Malte, l’île aux décors ANNE-CLAIRE GENTHIALON



Malte, l’île aux décors



ARTICLE PARU DANS " LIBERATION", ANNE-CLAIRE GENTHIALON 18 JUILLET 2014 À 18:56 L'”Ile de Malte est souvent choisie pour le tournage de gros blockbusters. (Photo Jean-Michel Sicot)


BOBINES
Sa lumière, ses couleurs, ses mille visages ont attiré les grands réalisateurs d’Hollywood. Marqué par une histoire tumultueuse, l’archipel méditerranéen expose peu ce nouveau patrimoine.





C’est une île pleine de fantômes. Où se croisent, pêle-mêle, le comte de Monte-Cristo, des espions du Mossad ou des gladiateurs. Un endroit à part où l’on rencontre Popeye, le capitaine Nemo, Hélène de Troie et des zombies. C’est un drôle de caillou paumé au milieu de la Méditerranée, qui sert de décor à tous les blockbusters du cinéma mondial.


A Malte, on aime les histoires. Les grandes, les héroïques, les mythiques. Celle du grand siège de 1565, au cours duquel les chevaliers de l’ordre de Saint-Jean ont tenu tête, des mois durant, aux Ottomans. Celle du naufrage de l’apôtre saint Paul sur l’une de ses plages, qui convertit ce rocher au christianisme. La légende qui veut que Gozo, l’une des trois îles de l’archipel, serait la mythique Ogygie où Calypso a retenu Ulysse prisonnier. On aime aussi raconter que le plus petit pays de l’Europe est le «Hollywood de la Méditerranée». Où se pressent, sur ses 316 kilomètres carrés, réalisateurs et acteurs du monde entier.

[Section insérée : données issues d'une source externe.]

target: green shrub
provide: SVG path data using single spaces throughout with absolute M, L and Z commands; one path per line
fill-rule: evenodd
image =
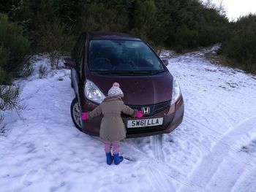
M 26 55 L 29 53 L 29 40 L 23 37 L 22 27 L 8 20 L 5 15 L 0 15 L 1 66 L 9 75 L 17 75 Z M 9 59 L 6 59 L 9 58 Z M 4 61 L 5 60 L 5 61 Z M 4 64 L 5 62 L 5 64 Z
M 64 25 L 55 20 L 53 23 L 46 24 L 39 47 L 41 51 L 49 53 L 52 66 L 59 69 L 59 59 L 61 55 L 71 51 L 73 43 L 73 36 L 66 33 Z
M 241 18 L 233 25 L 230 37 L 222 46 L 222 52 L 233 64 L 256 72 L 256 15 Z

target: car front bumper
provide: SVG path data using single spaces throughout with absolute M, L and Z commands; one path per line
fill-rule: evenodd
M 92 110 L 97 105 L 87 101 L 86 110 Z M 83 108 L 83 107 L 82 107 Z M 86 111 L 83 109 L 83 111 Z M 157 126 L 149 127 L 138 127 L 138 128 L 127 128 L 127 121 L 133 120 L 131 117 L 127 115 L 122 116 L 124 123 L 127 127 L 127 138 L 140 137 L 151 136 L 160 134 L 167 134 L 177 128 L 182 122 L 184 112 L 184 104 L 182 96 L 177 101 L 177 102 L 167 109 L 157 112 L 157 114 L 149 116 L 143 117 L 141 119 L 163 118 L 163 124 Z M 82 120 L 82 130 L 89 134 L 99 136 L 100 122 L 102 115 L 94 118 L 92 120 Z

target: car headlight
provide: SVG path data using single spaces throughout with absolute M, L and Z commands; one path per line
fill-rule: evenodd
M 88 99 L 97 104 L 102 103 L 103 99 L 105 98 L 97 86 L 96 86 L 95 84 L 90 80 L 86 80 L 84 93 Z
M 181 95 L 181 88 L 178 85 L 178 82 L 177 80 L 173 78 L 173 95 L 172 95 L 172 101 L 170 101 L 170 105 L 176 103 L 177 100 Z

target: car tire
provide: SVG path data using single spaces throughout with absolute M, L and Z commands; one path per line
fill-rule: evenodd
M 75 127 L 83 132 L 80 104 L 77 97 L 74 98 L 73 101 L 71 102 L 70 113 Z

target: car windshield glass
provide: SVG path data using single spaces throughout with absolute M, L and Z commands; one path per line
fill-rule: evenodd
M 91 40 L 88 61 L 94 72 L 164 71 L 162 61 L 140 41 Z

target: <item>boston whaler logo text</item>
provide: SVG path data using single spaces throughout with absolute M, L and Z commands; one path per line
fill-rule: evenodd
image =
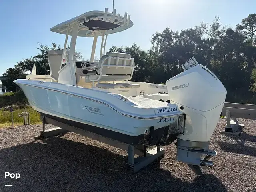
M 189 83 L 186 83 L 186 84 L 183 84 L 183 85 L 177 85 L 177 86 L 174 86 L 172 88 L 172 90 L 176 90 L 177 89 L 181 89 L 182 88 L 184 88 L 185 87 L 188 87 L 189 85 Z
M 162 109 L 157 109 L 157 112 L 158 113 L 164 113 L 165 112 L 170 112 L 174 111 L 177 111 L 178 109 L 176 107 L 171 107 L 170 108 L 164 108 Z

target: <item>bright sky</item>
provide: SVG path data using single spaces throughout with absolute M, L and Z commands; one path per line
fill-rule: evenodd
M 248 14 L 256 12 L 255 0 L 114 0 L 117 13 L 131 15 L 134 26 L 108 37 L 107 50 L 112 45 L 130 46 L 136 42 L 142 49 L 150 48 L 150 38 L 167 27 L 180 30 L 211 23 L 216 16 L 224 25 L 234 27 Z M 113 9 L 112 0 L 0 0 L 0 75 L 22 58 L 35 56 L 37 43 L 63 46 L 65 36 L 50 30 L 61 22 L 88 11 Z M 79 38 L 77 50 L 85 59 L 90 55 L 92 38 Z M 98 40 L 97 45 L 100 42 Z M 99 59 L 97 46 L 96 55 Z

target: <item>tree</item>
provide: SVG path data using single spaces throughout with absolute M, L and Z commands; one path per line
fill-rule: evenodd
M 2 80 L 3 84 L 6 87 L 8 91 L 16 92 L 20 90 L 20 88 L 13 81 L 17 79 L 24 79 L 26 78 L 26 75 L 24 71 L 20 68 L 9 68 L 5 73 L 3 73 L 3 76 L 7 77 L 6 80 Z
M 250 14 L 243 19 L 241 24 L 236 25 L 236 28 L 245 33 L 253 46 L 256 34 L 256 14 Z
M 68 45 L 67 49 L 69 48 L 69 46 Z M 36 49 L 40 51 L 39 53 L 30 58 L 23 59 L 22 61 L 18 62 L 16 67 L 25 72 L 31 72 L 34 64 L 36 68 L 37 74 L 49 75 L 50 67 L 48 61 L 48 52 L 51 50 L 60 50 L 62 48 L 59 45 L 52 43 L 51 47 L 38 44 L 38 47 Z M 81 53 L 78 52 L 75 52 L 75 56 L 78 60 L 82 57 Z
M 51 50 L 60 50 L 61 47 L 54 43 L 52 43 L 51 47 L 38 44 L 38 47 L 36 49 L 40 51 L 37 55 L 30 58 L 23 59 L 22 61 L 18 62 L 14 68 L 9 68 L 5 73 L 3 74 L 3 76 L 8 77 L 7 80 L 2 81 L 8 91 L 16 92 L 19 89 L 19 87 L 13 83 L 13 81 L 17 79 L 25 78 L 26 74 L 28 72 L 31 72 L 34 64 L 36 67 L 37 74 L 50 74 L 48 52 Z M 69 49 L 68 45 L 67 49 Z M 75 56 L 78 60 L 82 58 L 82 54 L 80 52 L 76 52 Z

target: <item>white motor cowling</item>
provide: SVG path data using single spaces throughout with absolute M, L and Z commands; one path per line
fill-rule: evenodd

C’est ici, entre la Sicile et la Tunisie, que Ridley Scott a tourné Gladiator. Que Steven Spielberg a filmé Munich. Là encore que King’s Landing et le pays des Dothrakis, de la série télévisée Game of Thrones, se sont matérialisés. Que Tom Hanks en capitaine Phillips a bu la tasse. Et que, récemment, Angelina Jolie a fait les repérages pour son prochain long métrage. Du Da Vinci Code à Largo Winch en passant parl’Espion qui m’aimait ou les 1001 Nuits… Certains passionnés se sont amusés à les décompter : plus de 200 films y ont été tournés.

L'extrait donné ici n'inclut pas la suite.